PMP> PROs and CONs of 5 alternatives to removing the code set

PMP> PROs and CONs of 5 alternatives to removing the code set

Tom Hastings hastings at cp10.es.xerox.com
Thu Jul 24 18:01:52 EDT 1997


Subj:  PROS and CONS for the 5 alternatives to removing the code set
ambiguity in the Printer MIB
From: Tom Hastings
Date: 7/24/97
File:  pmpcodes.doc


We are getting close to an agreement on removing the ambiguity
of the coded character set and the encoding scheme for the 25 Printer
MIB objects (see list at end) that are of syntax OCTET STRING and
for which the DESCRIPTION does not specify as being subject to localization
using prtGeneralCurrentLocalization or prtConsoleCurrentLocalization.


We are NOT attempting to solve the much harder problem of localization 
that includes language and country for these 25 objects.


Several of the objects SHALL always be in ASCII and English.  They have been
proposed to be changed from OCTET STRING to DisplayString (which is NVT
ASCII).  They are prtLocalizationLanguage and prtLocalizationCountry and
should be fixed length two octets: DisplayString(SIZE(2)).


NOTE:  In the following PRO and CON that have more than one statement each,
I have attempted to use the same letter for both sides of the argument.
Hence, the gap in the letters in some PRO and CON.


We have five alternatives proposed for the remaining 23 OCTET STRING objects
by clarifying and/or adding to the description on page 14 that currently
specifies that the OCTET STRING objects are "ASCII":






1. Leave "ASCII" undefined


   Leave the document as it is and leave "ASCII" as ambiguous.

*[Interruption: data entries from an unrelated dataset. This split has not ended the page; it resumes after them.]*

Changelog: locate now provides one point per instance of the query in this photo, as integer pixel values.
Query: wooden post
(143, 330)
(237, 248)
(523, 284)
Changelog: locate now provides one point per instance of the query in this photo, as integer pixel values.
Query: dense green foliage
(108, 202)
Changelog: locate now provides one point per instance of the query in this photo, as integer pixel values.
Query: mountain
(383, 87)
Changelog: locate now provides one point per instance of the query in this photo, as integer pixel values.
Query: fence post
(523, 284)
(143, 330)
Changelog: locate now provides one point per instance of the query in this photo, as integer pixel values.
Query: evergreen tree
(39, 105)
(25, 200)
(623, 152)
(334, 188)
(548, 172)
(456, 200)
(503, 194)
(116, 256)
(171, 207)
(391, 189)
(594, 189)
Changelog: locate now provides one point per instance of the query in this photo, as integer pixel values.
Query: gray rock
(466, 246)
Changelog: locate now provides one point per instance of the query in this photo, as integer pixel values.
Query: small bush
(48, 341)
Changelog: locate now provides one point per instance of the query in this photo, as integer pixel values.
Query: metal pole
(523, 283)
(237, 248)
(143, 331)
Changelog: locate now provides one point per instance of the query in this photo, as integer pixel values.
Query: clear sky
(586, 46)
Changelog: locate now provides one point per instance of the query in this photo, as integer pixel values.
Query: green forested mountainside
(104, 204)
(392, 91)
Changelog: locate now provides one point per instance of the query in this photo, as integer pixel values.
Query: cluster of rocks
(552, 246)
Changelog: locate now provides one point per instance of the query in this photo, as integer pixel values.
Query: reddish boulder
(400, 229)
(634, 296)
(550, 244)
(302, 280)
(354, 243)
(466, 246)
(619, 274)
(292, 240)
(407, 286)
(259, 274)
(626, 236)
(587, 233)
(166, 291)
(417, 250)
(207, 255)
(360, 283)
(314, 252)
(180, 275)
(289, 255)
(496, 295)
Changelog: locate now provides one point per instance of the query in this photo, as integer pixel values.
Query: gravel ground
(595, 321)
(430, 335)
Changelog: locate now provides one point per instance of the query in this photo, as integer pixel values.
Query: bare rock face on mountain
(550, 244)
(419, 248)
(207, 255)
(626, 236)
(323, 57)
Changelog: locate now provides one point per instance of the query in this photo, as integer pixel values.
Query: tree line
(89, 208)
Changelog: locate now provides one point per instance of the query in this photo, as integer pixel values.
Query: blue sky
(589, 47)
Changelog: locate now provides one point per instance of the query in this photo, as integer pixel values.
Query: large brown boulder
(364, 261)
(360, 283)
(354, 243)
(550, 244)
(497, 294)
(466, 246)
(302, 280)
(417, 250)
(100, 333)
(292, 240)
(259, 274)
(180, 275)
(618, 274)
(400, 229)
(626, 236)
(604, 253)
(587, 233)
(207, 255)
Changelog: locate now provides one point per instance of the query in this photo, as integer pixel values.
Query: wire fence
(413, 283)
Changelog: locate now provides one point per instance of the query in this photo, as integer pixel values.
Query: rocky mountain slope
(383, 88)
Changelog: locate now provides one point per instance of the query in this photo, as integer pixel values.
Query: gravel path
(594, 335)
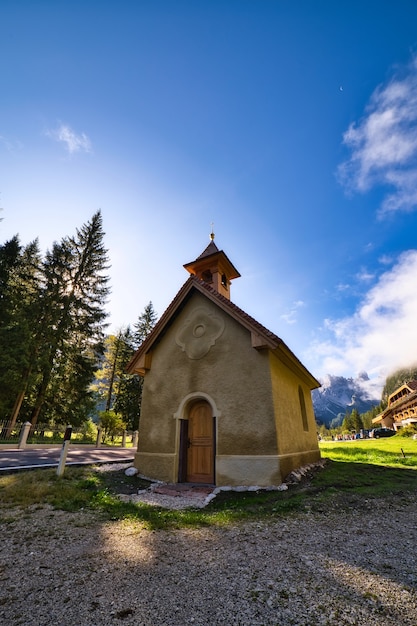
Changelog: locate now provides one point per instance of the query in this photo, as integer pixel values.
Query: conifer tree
(73, 299)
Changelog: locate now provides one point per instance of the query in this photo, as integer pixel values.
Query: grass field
(359, 469)
(390, 452)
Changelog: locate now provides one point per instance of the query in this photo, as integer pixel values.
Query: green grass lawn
(389, 452)
(356, 471)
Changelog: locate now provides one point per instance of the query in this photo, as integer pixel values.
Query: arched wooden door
(200, 444)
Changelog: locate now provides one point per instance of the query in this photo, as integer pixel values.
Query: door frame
(182, 416)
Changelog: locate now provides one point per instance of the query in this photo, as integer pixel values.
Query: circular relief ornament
(199, 332)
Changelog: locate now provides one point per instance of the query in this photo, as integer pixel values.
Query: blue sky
(292, 125)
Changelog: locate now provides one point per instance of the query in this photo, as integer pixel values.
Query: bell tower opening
(214, 267)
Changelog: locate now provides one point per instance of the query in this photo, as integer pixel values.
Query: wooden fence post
(24, 433)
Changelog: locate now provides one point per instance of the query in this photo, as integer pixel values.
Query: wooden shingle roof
(262, 338)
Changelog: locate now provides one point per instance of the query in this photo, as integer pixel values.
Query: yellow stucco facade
(259, 395)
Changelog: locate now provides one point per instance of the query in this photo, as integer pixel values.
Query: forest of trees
(58, 365)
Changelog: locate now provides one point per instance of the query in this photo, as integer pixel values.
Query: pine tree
(20, 284)
(73, 298)
(144, 325)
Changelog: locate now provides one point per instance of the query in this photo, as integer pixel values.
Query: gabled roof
(262, 338)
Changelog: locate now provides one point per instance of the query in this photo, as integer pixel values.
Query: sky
(290, 125)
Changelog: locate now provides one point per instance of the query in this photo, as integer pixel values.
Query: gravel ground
(349, 565)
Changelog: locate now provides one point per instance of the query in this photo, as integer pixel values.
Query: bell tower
(214, 268)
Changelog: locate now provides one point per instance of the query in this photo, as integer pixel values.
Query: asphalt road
(14, 459)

   PRO:  Easiest for us to do.


   CON:  


   a. Doesn't follow the IETF procedures for going from proposed to draft
   where the document is to be clarifed based on implementation experience.

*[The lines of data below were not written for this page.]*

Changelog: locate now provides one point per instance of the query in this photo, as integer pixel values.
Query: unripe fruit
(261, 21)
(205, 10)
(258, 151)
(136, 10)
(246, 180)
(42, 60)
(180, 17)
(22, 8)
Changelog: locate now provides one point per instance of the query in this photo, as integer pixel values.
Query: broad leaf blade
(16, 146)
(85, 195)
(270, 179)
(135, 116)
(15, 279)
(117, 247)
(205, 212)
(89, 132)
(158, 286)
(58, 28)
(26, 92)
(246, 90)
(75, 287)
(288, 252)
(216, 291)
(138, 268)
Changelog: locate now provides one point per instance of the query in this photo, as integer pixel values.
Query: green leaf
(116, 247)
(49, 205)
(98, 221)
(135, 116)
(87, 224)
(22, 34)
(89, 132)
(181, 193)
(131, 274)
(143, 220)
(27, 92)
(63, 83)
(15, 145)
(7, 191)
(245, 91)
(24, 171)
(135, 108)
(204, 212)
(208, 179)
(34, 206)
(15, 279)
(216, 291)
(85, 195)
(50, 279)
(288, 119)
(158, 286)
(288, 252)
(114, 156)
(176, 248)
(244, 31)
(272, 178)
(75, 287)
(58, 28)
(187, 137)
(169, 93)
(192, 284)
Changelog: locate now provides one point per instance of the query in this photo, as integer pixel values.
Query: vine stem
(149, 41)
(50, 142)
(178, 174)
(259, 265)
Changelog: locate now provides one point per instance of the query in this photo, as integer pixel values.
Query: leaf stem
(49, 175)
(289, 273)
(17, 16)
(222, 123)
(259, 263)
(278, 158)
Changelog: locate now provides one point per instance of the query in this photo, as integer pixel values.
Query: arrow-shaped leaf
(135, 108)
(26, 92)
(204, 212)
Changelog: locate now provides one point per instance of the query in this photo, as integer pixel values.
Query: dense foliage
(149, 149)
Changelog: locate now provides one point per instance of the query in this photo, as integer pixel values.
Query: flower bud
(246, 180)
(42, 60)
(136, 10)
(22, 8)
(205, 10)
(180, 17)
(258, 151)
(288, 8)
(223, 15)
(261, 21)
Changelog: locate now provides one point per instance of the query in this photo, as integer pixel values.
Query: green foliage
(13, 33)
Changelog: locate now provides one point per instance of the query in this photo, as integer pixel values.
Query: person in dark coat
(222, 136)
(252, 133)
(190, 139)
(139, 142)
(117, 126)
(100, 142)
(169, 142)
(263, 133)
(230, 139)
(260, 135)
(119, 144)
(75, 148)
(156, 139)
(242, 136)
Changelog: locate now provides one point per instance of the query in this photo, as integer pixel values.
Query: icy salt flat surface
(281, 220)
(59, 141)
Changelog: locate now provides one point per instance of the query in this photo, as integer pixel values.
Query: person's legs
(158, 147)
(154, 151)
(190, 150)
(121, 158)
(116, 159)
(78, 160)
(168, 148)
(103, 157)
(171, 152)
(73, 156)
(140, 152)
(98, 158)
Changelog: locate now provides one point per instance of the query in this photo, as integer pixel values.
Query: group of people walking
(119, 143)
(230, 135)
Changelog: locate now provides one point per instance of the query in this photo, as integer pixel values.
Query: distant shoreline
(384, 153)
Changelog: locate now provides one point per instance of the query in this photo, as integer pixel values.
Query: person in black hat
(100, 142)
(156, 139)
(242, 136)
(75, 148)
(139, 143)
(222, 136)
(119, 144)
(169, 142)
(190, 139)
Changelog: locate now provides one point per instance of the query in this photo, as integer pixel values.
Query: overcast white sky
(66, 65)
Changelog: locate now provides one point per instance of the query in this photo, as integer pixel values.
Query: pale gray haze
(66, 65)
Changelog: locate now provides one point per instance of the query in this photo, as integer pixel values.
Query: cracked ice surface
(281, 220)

   b. Possible that our Area Director won't forward the document, since it is
   ambiguous about coded character set and so it would not become a draft 
   standard.


   c. The Area Director might fix the problem for us (but we might not like
   the results, if we don't participate).






2. Define "ASCII" to be 7-bit US-ASCII (ANSI X3.4-1968).


   Leave the document as it is, but clarify that "ASCII"
   means US-ASCII in 32-126 and that 128 to 255 SHALL NOT be used.  
   Indicate that code positions 0-32 and 127 SHALL NOT be used, unless
   the DESCRIPTION clause specifies otherwise.  
   Also add a proper reference to the ANSI X3.4:1968 that specifies ASCII.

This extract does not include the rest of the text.